Treatment Options. Early (before gestational week 17) maternal hyperimmunoglobulin therapy improves the outcome of fetuses from women with primary CMV infection. The use of antiviral agents is also being explored for the treatment of symptomatic congenital CMV beyond the neonatal period. Antiviral agents that specifically target CMV are ganciclovir, valganciclovir (VGVC), foscarnet, and cidofovir. VGVC is well tolerated and may improve or help preserve auditory function in infected infants.

Imaging

General Features. Imaging features of congenital CMV are protean, including microcephaly, ventriculomegaly, germinolytic cysts, cortical malformations (e.g., PMG), Ca++, cerebellar and hippocampal dysgenesis, and white matter abnormalities. As a rule, the earlier the fetal infection, the more severe the findings (12-1) (12-4).

CT Findings.

NECT scans show intracranial calcifications and ventriculomegaly in most symptomatic infants. Calcifications are predominantly periventricular, with a predilection for the germinal matrix zones, particularly the caudostriatal regions (12-2A).

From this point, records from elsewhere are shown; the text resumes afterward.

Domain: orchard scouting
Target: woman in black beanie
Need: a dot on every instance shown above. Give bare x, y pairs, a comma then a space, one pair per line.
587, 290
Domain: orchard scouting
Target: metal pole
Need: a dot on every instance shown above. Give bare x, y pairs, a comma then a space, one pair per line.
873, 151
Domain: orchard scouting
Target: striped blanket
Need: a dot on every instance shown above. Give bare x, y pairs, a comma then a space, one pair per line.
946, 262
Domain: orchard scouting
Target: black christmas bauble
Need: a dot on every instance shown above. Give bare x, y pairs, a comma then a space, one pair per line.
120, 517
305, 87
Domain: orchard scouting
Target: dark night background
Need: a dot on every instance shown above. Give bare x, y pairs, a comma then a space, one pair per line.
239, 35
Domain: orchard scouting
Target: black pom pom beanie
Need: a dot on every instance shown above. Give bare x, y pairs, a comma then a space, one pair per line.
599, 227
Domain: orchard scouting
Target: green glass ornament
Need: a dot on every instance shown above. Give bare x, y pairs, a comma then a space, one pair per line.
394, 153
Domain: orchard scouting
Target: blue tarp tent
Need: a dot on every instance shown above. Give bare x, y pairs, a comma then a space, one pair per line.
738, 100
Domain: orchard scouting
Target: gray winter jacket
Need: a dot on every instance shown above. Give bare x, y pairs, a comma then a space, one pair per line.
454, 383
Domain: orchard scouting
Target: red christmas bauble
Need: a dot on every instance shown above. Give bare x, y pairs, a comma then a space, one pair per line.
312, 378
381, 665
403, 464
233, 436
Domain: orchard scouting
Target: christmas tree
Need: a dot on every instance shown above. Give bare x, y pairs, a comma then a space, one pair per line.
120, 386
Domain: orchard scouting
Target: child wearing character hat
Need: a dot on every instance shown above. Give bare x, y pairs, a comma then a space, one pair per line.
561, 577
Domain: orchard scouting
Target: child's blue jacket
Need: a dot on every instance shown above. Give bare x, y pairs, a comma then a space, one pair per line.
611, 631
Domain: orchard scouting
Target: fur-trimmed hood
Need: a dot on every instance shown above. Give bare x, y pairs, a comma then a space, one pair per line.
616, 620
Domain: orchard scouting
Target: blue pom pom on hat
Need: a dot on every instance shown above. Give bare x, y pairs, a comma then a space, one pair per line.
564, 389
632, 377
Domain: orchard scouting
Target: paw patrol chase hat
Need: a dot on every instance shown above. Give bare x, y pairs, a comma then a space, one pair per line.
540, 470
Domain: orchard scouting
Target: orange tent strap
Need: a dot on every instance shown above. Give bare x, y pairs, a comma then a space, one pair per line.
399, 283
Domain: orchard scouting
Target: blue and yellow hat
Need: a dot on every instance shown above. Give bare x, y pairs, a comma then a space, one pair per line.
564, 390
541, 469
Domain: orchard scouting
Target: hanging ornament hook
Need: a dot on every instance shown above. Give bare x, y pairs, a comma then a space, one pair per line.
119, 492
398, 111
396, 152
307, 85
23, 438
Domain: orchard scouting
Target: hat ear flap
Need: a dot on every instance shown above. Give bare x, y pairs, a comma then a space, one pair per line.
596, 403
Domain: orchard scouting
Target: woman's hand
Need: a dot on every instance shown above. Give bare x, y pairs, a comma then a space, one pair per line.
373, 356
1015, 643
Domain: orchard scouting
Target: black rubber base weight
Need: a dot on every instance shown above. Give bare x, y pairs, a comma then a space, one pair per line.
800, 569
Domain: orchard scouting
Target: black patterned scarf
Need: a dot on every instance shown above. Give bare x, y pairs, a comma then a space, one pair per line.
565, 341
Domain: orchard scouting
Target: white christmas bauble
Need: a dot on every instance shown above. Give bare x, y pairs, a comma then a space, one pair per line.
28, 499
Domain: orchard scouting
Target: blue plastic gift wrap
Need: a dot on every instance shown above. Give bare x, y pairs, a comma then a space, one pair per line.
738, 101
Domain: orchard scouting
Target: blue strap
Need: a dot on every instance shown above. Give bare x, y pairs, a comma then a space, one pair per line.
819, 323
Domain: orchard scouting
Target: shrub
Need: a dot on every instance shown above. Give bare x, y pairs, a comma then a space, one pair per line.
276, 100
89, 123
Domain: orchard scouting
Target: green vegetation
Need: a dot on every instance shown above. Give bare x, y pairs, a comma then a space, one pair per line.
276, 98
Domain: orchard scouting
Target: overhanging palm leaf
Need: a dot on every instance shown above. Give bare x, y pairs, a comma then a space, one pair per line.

Calcifications vary from numerous bilateral thick calcifications to faint punctate unilateral foci (12- 2A) (12-3A) (12-4A). Calcification may be entirely absent (e.g., some NECT series of proven congenital CMV CNS disease report the prevalence of intracranial Ca++ at 66%). Therefore, the absence of intracranial Ca++ does not exclude diagnosis of congenital CMV. NECT may also demonstrate cortical clefting and other features reflecting underlying cortical malformation (e.g., PMG).

MR Findings.

MR remains the most sensitive imaging tool and examination of choice to depict the magnitude of congenital CNS CMV findings. MR shows the broad range of CMV-induced CNS abnormalities. This includes microcephaly with ventriculomegaly, cortical migrational and organizational abnormalities (the most common of which is PMG), cysts (germinal zone and pretemporal), parenchymal calcifications, white matter abnormalities (dysplastic and demyelinating), hippocampal dysgenesis, and cerebellar dysgenesis.

It bears reemphasizing that cortical migrational and organizational abnormalities are present in approximately 10-50% of congenital CMV cases and range from minor dysgenesis with focal cortical clefting, simplified gyral pattern and "open" lateral cerebral/sylvian fissures (e.g. PMG), to more severe manifestations including agyria, lissencephaly, and schizencephaly.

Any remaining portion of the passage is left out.